Immunology and Host Defense Group, Discipline of Infectious Diseases and Immunology, School of Medical Sciences, Faculty of Medicine and Health, The University of Sydney, Sydney, NSW, Australia.
Tuberculosis Research Program, Centenary Institute, The University of Sydney, Sydney, NSW, Australia.
Front Immunol. 2020 May 19;11:624. doi: 10.3389/fimmu.2020.00624. eCollection 2020.

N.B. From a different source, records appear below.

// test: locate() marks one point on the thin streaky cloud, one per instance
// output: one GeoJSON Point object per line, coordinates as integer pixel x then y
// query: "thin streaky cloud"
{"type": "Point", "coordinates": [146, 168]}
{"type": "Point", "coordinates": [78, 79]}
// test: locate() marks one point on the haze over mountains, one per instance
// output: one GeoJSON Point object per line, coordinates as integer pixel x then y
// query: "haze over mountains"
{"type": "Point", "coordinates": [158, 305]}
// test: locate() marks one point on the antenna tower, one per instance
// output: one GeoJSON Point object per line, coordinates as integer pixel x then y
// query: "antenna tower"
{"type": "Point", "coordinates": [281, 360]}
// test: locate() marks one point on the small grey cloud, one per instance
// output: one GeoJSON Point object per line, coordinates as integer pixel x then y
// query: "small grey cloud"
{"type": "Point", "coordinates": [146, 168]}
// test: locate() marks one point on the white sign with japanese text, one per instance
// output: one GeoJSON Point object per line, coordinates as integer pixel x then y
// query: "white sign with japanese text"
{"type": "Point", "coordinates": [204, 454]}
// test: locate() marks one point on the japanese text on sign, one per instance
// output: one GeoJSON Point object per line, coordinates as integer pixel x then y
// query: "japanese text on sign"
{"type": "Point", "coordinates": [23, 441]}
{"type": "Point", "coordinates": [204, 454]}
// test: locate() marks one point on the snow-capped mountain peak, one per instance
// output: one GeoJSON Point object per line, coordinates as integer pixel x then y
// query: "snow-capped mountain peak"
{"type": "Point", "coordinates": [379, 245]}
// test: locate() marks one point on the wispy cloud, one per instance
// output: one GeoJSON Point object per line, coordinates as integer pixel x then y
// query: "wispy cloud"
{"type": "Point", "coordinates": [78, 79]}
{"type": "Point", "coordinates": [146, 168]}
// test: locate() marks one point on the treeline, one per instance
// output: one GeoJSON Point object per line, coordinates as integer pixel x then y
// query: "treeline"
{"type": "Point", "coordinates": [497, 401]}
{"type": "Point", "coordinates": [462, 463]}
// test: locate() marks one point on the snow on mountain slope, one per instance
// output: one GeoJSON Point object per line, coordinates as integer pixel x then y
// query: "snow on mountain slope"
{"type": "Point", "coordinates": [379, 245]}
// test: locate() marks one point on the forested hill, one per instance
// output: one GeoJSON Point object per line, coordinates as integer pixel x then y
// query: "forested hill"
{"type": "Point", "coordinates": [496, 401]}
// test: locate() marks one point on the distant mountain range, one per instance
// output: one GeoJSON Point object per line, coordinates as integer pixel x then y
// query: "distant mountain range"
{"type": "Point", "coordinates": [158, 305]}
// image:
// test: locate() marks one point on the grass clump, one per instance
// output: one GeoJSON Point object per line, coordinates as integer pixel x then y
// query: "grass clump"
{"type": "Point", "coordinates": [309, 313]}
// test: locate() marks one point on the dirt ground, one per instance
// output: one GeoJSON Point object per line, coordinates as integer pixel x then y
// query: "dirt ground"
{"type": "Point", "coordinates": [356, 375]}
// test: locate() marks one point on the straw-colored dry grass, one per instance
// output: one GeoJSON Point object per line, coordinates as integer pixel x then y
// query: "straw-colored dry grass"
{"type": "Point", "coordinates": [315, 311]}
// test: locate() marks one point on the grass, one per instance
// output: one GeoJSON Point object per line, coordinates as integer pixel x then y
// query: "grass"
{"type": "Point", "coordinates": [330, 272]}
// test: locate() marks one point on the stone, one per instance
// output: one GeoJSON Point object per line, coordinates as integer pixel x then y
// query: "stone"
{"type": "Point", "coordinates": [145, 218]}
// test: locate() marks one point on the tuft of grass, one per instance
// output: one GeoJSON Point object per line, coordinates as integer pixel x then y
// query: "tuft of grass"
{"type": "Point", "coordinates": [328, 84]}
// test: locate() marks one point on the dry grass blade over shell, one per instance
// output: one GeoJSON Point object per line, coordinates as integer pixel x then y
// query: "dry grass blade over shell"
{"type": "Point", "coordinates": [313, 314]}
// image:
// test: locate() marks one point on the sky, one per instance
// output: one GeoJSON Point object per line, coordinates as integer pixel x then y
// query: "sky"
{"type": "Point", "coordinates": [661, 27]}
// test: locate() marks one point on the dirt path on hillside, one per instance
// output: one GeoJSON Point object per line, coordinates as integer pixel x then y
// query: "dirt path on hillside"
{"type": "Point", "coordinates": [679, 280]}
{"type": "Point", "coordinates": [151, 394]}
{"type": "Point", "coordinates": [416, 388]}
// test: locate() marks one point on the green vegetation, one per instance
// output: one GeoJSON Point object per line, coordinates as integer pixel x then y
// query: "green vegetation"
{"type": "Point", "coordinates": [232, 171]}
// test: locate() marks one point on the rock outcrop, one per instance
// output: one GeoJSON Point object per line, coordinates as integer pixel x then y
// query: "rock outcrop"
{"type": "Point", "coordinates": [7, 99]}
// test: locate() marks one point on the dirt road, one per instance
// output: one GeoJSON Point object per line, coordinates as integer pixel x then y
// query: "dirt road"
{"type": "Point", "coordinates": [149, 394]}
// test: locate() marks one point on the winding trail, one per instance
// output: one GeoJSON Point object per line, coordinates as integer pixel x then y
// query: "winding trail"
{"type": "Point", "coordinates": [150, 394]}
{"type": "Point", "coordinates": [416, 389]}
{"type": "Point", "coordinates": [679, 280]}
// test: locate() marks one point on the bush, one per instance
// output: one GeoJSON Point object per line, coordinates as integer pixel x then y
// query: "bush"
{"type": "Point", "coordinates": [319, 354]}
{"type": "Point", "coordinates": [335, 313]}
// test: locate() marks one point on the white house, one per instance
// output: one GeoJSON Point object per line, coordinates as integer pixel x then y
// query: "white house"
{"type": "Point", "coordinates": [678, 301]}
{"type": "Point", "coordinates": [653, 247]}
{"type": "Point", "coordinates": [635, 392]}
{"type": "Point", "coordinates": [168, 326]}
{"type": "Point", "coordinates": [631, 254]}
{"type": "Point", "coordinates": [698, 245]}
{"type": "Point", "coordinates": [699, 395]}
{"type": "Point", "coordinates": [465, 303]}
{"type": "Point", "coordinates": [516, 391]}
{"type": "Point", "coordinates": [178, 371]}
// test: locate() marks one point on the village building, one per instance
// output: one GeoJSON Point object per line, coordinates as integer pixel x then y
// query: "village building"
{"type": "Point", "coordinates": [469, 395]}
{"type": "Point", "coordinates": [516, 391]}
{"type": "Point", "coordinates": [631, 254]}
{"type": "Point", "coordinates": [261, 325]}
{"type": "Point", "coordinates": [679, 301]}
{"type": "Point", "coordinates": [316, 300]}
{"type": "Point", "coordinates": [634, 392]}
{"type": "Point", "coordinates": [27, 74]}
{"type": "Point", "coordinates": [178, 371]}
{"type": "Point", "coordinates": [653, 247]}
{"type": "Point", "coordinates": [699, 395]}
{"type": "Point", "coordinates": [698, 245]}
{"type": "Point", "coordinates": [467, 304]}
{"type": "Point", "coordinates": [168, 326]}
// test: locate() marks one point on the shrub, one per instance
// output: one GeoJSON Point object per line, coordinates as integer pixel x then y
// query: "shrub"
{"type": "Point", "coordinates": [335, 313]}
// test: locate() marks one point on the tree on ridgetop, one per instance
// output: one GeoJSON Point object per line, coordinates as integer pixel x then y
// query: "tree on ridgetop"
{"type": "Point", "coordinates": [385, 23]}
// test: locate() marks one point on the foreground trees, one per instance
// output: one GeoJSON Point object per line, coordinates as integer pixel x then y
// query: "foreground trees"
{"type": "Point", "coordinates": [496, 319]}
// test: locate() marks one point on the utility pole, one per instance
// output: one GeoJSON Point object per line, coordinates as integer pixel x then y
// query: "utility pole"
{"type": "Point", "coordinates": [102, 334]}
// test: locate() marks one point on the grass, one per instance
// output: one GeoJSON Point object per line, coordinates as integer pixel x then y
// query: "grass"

T cells are critical in orchestrating protective immune responses to cancer and an array of pathogens. The interaction between a peptide MHC (pMHC) complex on antigen presenting cells (APCs) and T cell receptors (TCRs) on T cells initiates T cell activation, division, and clonal expansion in secondary lymphoid organs. T cells must also integrate multiple T cell-intrinsic and extrinsic signals to acquire the effector functions essential for the defense against invading microbes. In the case of T helper cell differentiation, while innate cytokines have been demonstrated to shape effector CD4 T lymphocyte function, the contribution of TCR signaling strength to T helper cell differentiation is less understood. In this review, we summarize the signaling cascades regulated by the strength of TCR stimulation. Various mechanisms in which TCR signal strength controls T helper cell expansion and differentiation are also discussed.
T 细胞在协调对癌症和多种病原体的保护性免疫反应中起着关键作用。抗原呈递细胞 (APCs) 上的肽 MHC(pMHC) 复合物与 T 细胞上的 T 细胞受体 (TCR) 之间的相互作用启动了 T 细胞在次级淋巴器官中的激活、分裂和克隆扩增。T 细胞还必须整合多种内在和外在的 T 细胞信号,以获得对抗入侵微生物所必需的效应功能。在辅助性 T 细胞分化的情况下,虽然先天细胞因子已被证明可以塑造效应 CD4 T 淋巴细胞的功能,但 TCR 信号强度对辅助性 T 细胞分化的贡献了解较少。在这篇综述中,我们总结了 TCR 刺激强度调节的信号级联。还讨论了 TCR 信号强度控制辅助性 T 细胞扩增和分化的各种机制。